Nigeria’s performance at the just concluded Olympics should make us question not just our sports system but the very way we think about success as a nation. Once again, our athletes stepped onto the global stage with dreams in their hearts and the weight of a nation’s expectations on their shoulders. Yet, we return home with the familiar disappointment not just a lack of medals, but a lack of direction.

The problem is not that we lack talent. Athletes like Tobi Amusan show us what is possible when Nigerians are given the opportunity to excel. But even their moments of brilliance cannot hide the rot at the core of our sports development. We celebrate individual triumphs, but we fail to ask why we can’t replicate that success across the board. The answer is simple: our sports problem is a thinking problem.

Other nations have turned their raw talent into sustained dominance by institutionalizing success. They invest in infrastructure, create robust training systems, and ensure that their athletes are supported from the grassroots to the global stage. Nigeria, on the other hand, remains trapped in a cycle of mediocrity. We celebrate the occasional star, but we do nothing to build the systems that can consistently produce world-class athletes.
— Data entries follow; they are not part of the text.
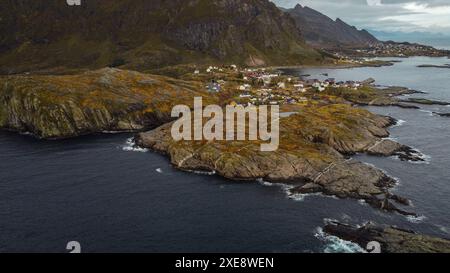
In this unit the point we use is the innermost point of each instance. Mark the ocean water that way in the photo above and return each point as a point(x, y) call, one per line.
point(99, 191)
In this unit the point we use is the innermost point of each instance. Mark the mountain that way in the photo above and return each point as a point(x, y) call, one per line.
point(320, 30)
point(146, 34)
point(438, 40)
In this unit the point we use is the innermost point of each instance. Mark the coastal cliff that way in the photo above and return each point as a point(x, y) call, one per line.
point(92, 102)
point(311, 156)
point(391, 239)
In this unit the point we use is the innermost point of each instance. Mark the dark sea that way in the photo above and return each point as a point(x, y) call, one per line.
point(109, 197)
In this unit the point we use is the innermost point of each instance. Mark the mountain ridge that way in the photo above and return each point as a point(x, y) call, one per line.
point(141, 35)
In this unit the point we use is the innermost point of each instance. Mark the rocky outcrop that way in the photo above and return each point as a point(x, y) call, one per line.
point(391, 239)
point(141, 35)
point(310, 156)
point(442, 114)
point(92, 102)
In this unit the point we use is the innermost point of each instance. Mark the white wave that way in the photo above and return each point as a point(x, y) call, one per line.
point(130, 146)
point(202, 172)
point(416, 219)
point(337, 245)
point(443, 229)
point(399, 123)
point(430, 113)
point(297, 197)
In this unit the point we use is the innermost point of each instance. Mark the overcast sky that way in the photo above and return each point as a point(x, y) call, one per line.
point(384, 15)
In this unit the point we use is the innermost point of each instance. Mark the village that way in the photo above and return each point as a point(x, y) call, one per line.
point(264, 86)
point(391, 49)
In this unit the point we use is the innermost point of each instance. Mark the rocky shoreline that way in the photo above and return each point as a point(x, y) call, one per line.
point(391, 239)
point(313, 160)
point(316, 141)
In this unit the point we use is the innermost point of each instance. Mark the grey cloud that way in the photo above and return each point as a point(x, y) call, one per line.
point(390, 16)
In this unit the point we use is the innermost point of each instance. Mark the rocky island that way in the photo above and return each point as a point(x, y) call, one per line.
point(133, 61)
point(391, 239)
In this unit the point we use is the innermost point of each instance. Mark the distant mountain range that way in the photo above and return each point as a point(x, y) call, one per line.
point(320, 30)
point(147, 34)
point(438, 40)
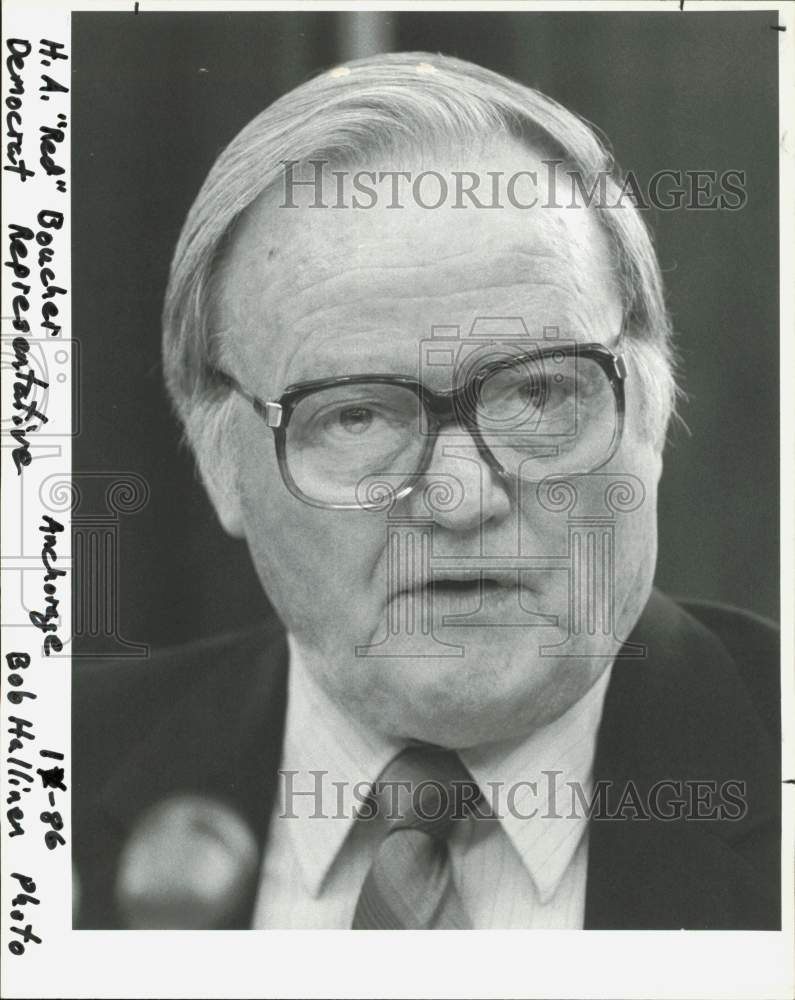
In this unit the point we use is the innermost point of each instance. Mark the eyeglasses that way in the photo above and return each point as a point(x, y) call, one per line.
point(554, 411)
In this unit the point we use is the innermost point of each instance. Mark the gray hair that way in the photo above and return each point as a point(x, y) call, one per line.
point(376, 105)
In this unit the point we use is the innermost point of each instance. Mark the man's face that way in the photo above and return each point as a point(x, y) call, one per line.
point(313, 293)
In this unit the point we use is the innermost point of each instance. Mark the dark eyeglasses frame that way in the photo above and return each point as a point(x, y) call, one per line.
point(442, 408)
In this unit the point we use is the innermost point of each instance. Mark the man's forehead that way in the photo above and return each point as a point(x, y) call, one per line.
point(310, 272)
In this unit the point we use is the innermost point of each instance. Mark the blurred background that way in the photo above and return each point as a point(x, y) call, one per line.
point(155, 98)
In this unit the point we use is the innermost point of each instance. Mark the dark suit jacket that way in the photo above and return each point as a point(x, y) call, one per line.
point(703, 705)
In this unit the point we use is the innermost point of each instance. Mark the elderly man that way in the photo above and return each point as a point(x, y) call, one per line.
point(431, 393)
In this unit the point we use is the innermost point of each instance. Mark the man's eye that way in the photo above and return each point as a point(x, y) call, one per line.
point(355, 419)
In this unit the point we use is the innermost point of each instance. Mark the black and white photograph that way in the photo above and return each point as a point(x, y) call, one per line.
point(398, 499)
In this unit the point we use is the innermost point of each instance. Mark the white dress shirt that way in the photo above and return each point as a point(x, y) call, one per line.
point(510, 872)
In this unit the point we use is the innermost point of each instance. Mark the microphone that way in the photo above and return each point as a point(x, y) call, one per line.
point(189, 864)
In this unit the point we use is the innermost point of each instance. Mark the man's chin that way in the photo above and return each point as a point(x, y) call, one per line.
point(475, 686)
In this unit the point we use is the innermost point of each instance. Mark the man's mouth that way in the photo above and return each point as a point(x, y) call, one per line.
point(465, 583)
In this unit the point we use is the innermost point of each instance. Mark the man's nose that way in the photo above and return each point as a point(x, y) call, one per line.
point(460, 490)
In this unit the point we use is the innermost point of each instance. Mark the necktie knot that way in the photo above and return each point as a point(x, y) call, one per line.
point(421, 793)
point(425, 788)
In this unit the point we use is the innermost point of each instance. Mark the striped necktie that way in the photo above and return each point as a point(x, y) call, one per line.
point(421, 793)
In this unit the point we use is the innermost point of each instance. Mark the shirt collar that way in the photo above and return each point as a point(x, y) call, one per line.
point(329, 754)
point(530, 783)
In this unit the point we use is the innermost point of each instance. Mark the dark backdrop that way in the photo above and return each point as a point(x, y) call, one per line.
point(157, 95)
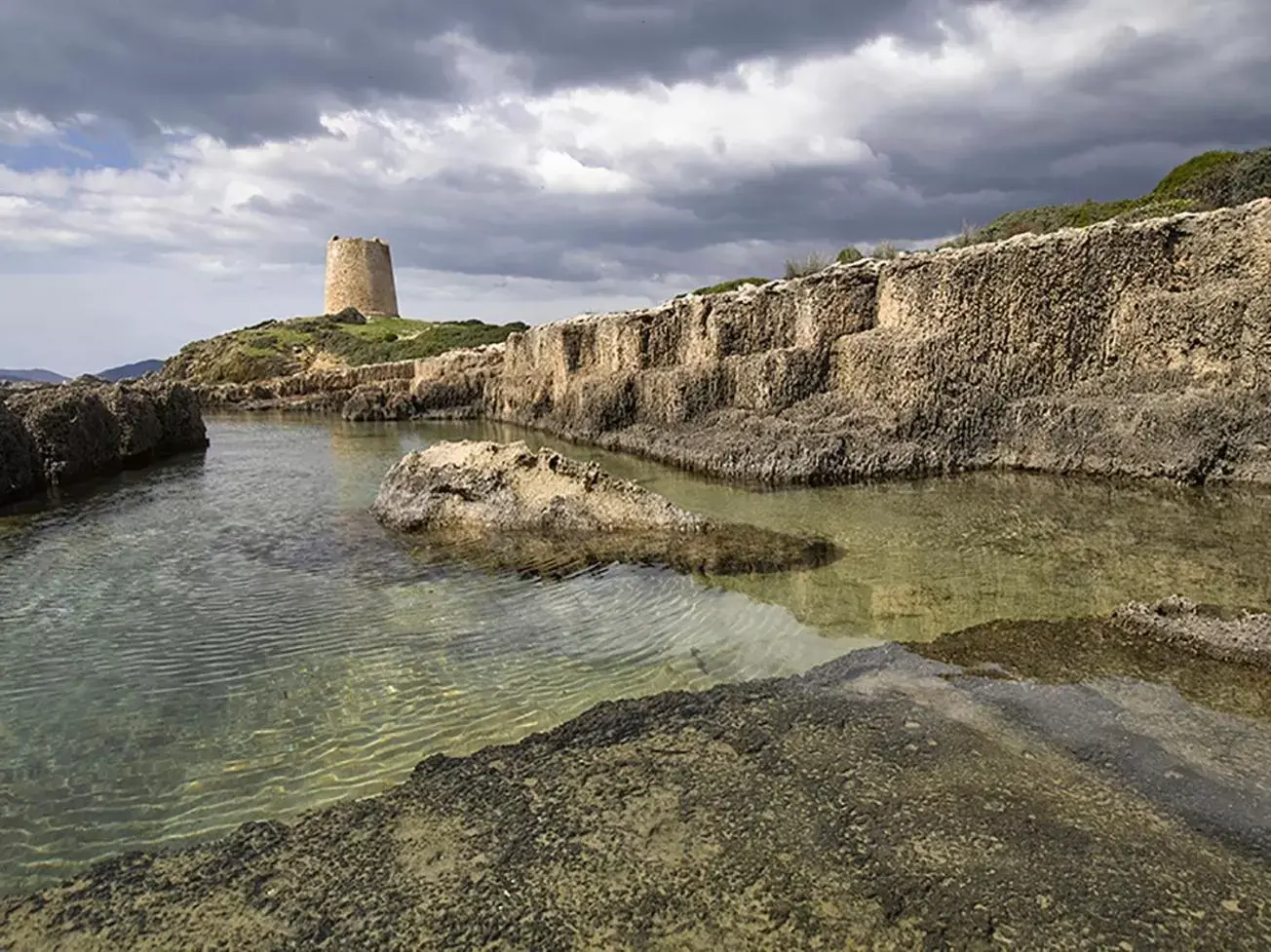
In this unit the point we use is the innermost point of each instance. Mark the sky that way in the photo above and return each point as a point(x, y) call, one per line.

This isn’t just a sports issue it’s a national issue. Mediocrity has become embedded in our culture. From sports to education to politics, we have normalized the idea that only a few can succeed, while the majority are left to struggle. We write stories about the individual successes of our global stars, but we ignore the thousands of Nigerians whose potential is crushed by a system that refuses to think.

This is why Nigeria struggles on the world stage. Our athletes aren’t just competing against their opponents; they’re competing against a system that is designed to fail them. They are forced to fight for resources, juggle inadequate training facilities, and navigate a maze of administrative incompetence. And when they do achieve success, it’s often despite the system, not because of it.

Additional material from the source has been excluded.